Plant City High School’s football team wasn’t big on special Homecoming traditions when Todd Long coached there.
He’s the athletic director at Durant now, though, where the football team does do something different for the occasion.
Most people probably think of Durant as a strictly navy blue-and-gold program. After all, those are two colors that the school uses for, well, just about everything. Branding, uniforms, websites — you name it, it’s covered in navy and gold.
That begs a question: How do those green jerseys fit in with the overall look of the program? I talked to Long about it some time ago, and it turns out that the color is more integrated into the school’s tradition than one would think.
“A lot of people think that our colors are Vegas and navy blue, and they are, but kelly green is also considered a school color,” Long says.
Besides on the gridiron, the color is most prominent during any given spirit week. As with many high schools, each class has its own identifying color. For Durant juniors, theirs is kelly green.

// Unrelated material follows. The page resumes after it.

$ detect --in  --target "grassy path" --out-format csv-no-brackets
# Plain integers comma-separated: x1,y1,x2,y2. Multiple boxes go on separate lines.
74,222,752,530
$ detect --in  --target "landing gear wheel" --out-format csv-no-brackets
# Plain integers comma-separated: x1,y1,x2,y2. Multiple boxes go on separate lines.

On the field, the team takes its cues from Notre Dame. There’s nothing about the overall uniform design that changes, besides the fact that the jerseys are a different color. The players all seem to love the feeling of pulling that kelly green over their heads and getting ready to put on a show for the Homecoming crowd.

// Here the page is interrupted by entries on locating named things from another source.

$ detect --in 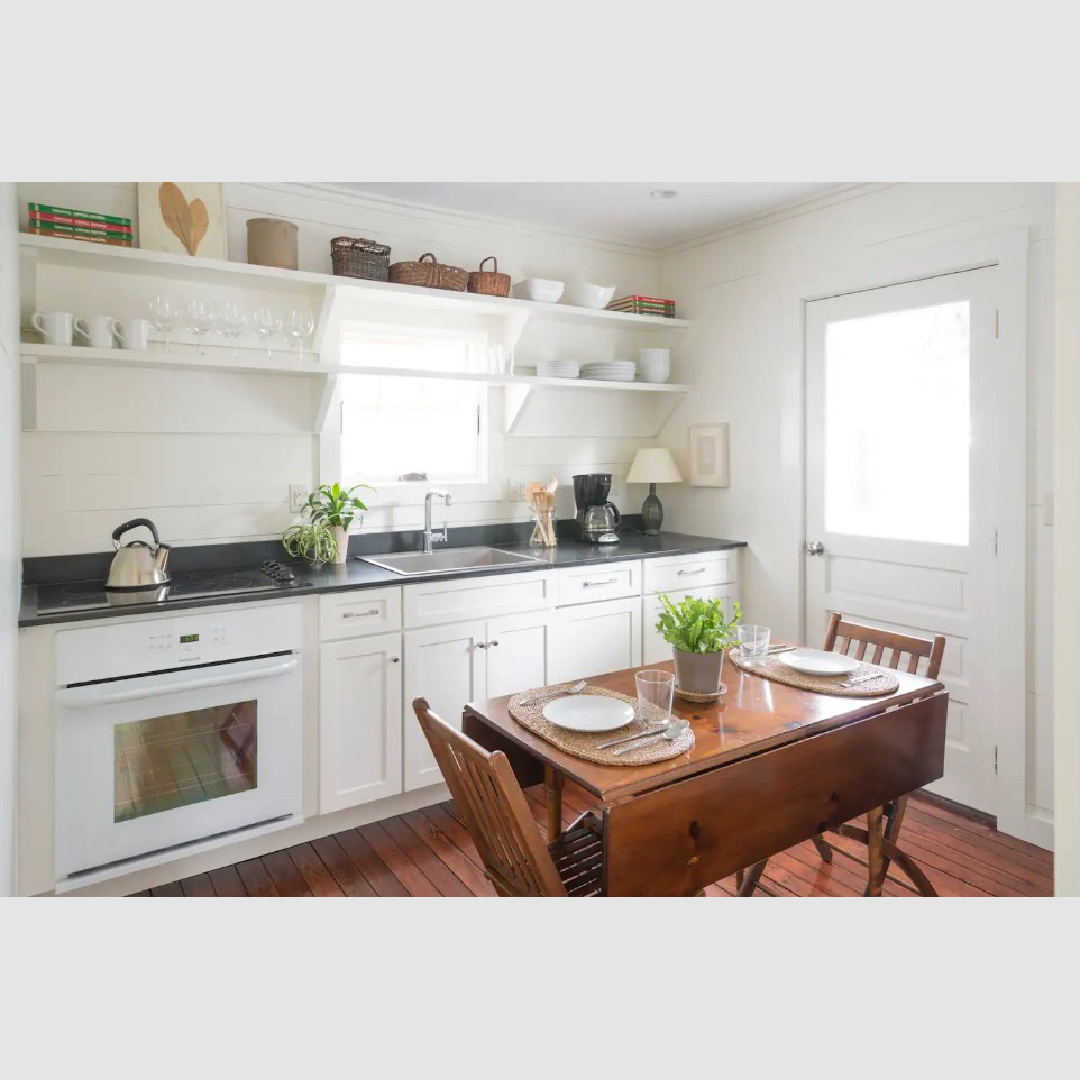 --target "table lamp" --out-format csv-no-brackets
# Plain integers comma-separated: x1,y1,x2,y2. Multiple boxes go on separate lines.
626,446,683,537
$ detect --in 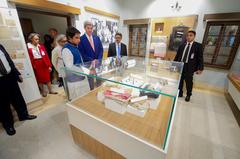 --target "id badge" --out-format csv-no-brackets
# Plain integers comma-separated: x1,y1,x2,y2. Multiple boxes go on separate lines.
191,53,194,59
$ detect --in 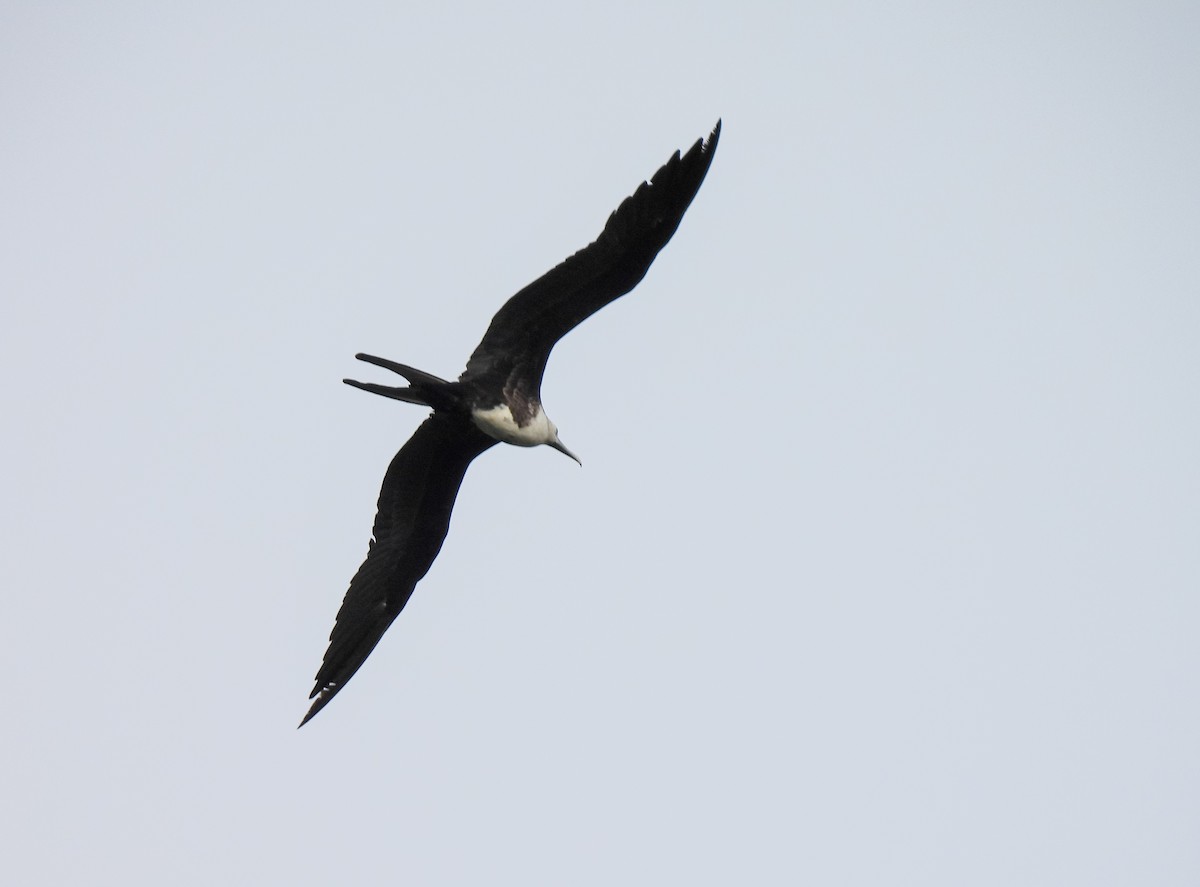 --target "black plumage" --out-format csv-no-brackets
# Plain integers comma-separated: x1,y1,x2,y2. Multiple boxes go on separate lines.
300,121,721,726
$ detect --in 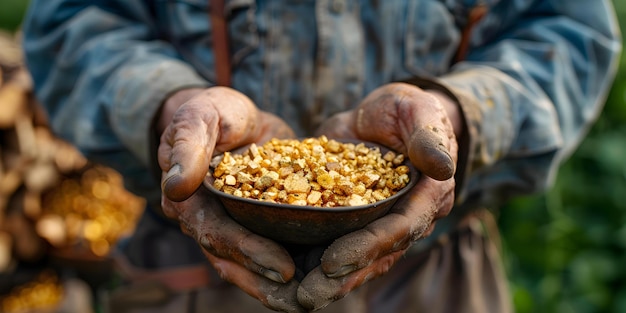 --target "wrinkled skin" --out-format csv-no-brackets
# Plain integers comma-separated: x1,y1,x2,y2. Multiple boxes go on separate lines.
156,87,303,312
157,83,462,312
298,83,463,310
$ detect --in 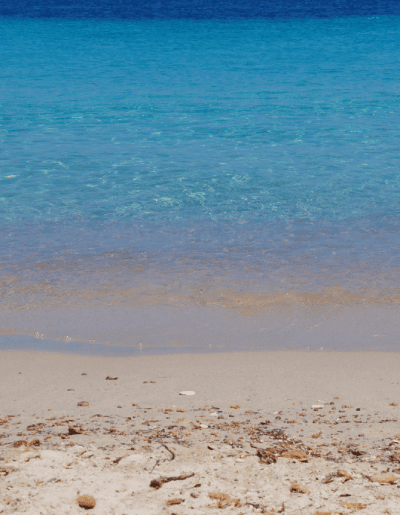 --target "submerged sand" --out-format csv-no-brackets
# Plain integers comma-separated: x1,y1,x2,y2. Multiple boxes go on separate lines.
0,352,400,515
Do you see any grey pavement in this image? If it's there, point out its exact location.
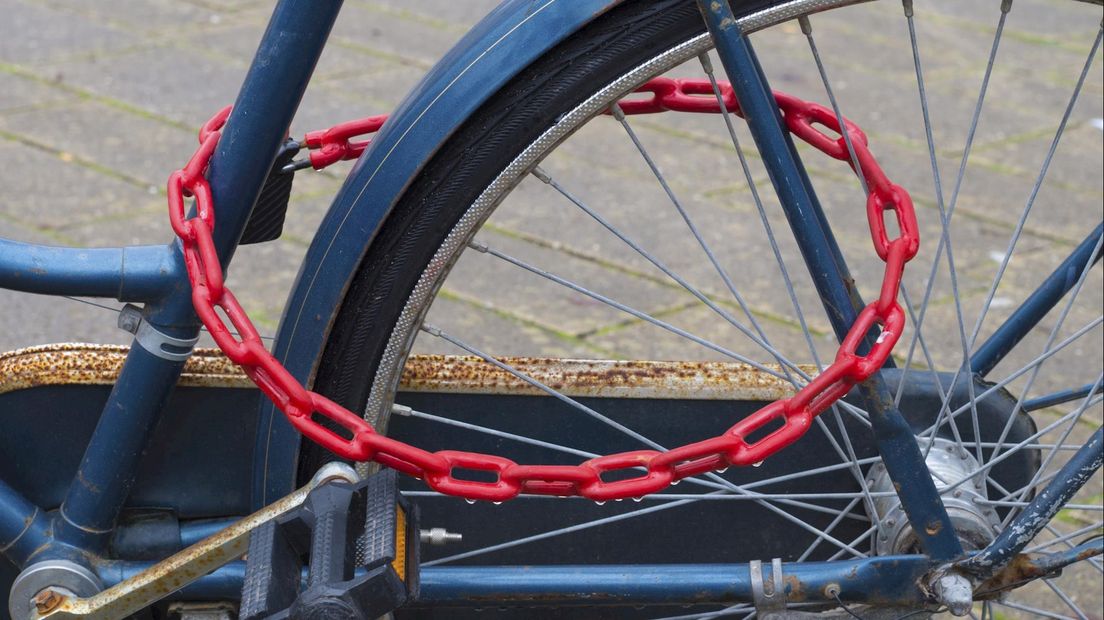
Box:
[0,0,1104,617]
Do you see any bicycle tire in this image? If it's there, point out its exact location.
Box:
[300,0,1098,613]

And, as someone with a rooting interest in the Fighting Irish, I hope Durant’s green jerseys aren’t cursed like Notre Dame’s. I’m pretty sure that they aren’t cursed, though, knowing that Durant’s first win of the 2013 season was a 26-0 Homecoming beatdown on Gaither.
“They started wearing those, I’d say, eight or nine years ago,” Long says. “The green was always an official school color, but nobody ever really emphasizes it. It seems like, once our football team started doing that, other teams in other sports started putting green in the jerseys.”
Strawberry Crest, another school that redesigned its uniforms for the 2014 season, doesn’t have an extra, somewhat hidden color in its visual branding.
Typically, a team that wears black or white jerseys, the Chargers have been known to break out a set of reds. The fans could get a look at some new reds tonight, if a hint head coach John Kelly dropped to me holds up.
Apart from that, Crest has one extra Homecoming tradition that pertains to the football team — specifically, the jerseys. On the Friday of Homecoming week, the Crest faculty and staff wear Charger football jerseys over their clothes to get hyped for that night’s game.
“That’s a neat show of support from the staff, the faculty and administration, towards the football game and the football program as a whole,” Kelly says.
When I was in high school, we didn’t have anything like that. There were only two sets of uniforms, and the only time I can recall seeing the faculty in jerseys was when there was a general sports theme for one day. None of them wore Lake Region jerseys.
Maybe the closest any big group came to putting on a Thunder uniform was in my senior year, but that was when the entire Varsity baseball team dressed up as the head coach/athletic director/lunch detention overseer and stayed in character all day. That was hilarious, and I encourage any local high school teams with interesting head coaches to do the same — in good taste — when the opportunity arises.
Cougars and Chargers — have an awesome Homecoming weekend. Let’s play some football!